David Phelps pitched into the 7th, and then tired.  He allowed 3 singles, plus a flyout, to make it 9-2.  Then Joe Girardi picked up his Binder Full of Strategies, and it said, "You've got a 7-run lead.  This would be a good time to give Joba Chamberlain a test."

The Binder lied.  Joba had nothing allowing a single.  9-3.

With 3 straight lefties up, Girardi knew what to do: Bring in Boone Logan.

I can well remember the words of Papa Bear from the Berenstain Bears books:

That is what you should not do.
Now, let that be a lesson to you.

Logan allowed a sac fly that made it 9-4.  Then he got the 3rd out.

With Morneau leading off the 8th, Grardi  left Logan's Runs in.  And Morneau hit his 2nd home run of the game.  9-5 Yankees.

Look, Morneau's a really good hitter.  But that doesn't matter.  I'll say it again: If a pitcher's one job is to get tough lefty hitters like (fill in the blank: Justin Morneau, Josh Hamilton, Prince Fielder, other) out, and he can't do it, then what the hell is he doing in the major leagues? Boone Logan is a bum! And now it was just a 4-run lead.

Then Logan allowed a single to Trevor Plouffe and walked Chris Parmelee.  And suddenly, from having an 8-run lead, the tying run was on deck!

Finally, Girardi opened the Binder, and it said, "You idiot! Don't you know that Logan is a bum? Get him out of there! Get Shawn Kelley in!"

(Finally, Girardi saw one of the notes I slipped in there.)

Kelley struck out the next 2 batters and got a groundout.  Robertson pitched a 1-2-3 9th.

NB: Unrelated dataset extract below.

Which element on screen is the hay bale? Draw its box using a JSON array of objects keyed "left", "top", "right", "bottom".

WP: Phelps (6-5).  No save.  LP: Kyle Gibson (1-1, he was making only his 2nd big-league start, having won his major league sdebut against the Kansas City Royals 5 days earlier).


The Yankees are now 46-39, 6 games behind the Boston Red Sox in the AL East, 5 in the loss column, a game and a half out of a Wild Card berth.  The Baltimore Orioles are 4 1/2 (4) back, the Tampa Bay Rays 6 1/2 (6) back, and the preseason favorite Toronto Blue Jays, having teased with an 11-game winning streak, have since lost 3 straight, and are 11 (10) back.

The Yankees come home to start a 3-game series against the Orioles, hoping for payback for that 3-game sweep at Camden Yards last weekend.

Tonight, 7:00: Ivan Nova vs. Miguel Gonzalez.  In his last appearance vs. the Yankees, the 29-year-old righthander from Guadalajara, Mexico went 7 and pitched very well, but did not get the decision.

Tomorrow afternoon, 1:00: Andy Pettitte vs. Chris Tillman.  The 25-year-old righthander from Anaheim is now the Oriole ace at 10-2.  In his last start, he handcuffed the Yankees for 6 innings, getting the win.

Sunday afternoon, 1:00: Phil Hughes vs. Jason Hammel.  The 29-year-old righthander from South Carolina hasn't faced the Yankees since May 22, but when he did, he pitched very well and got the win.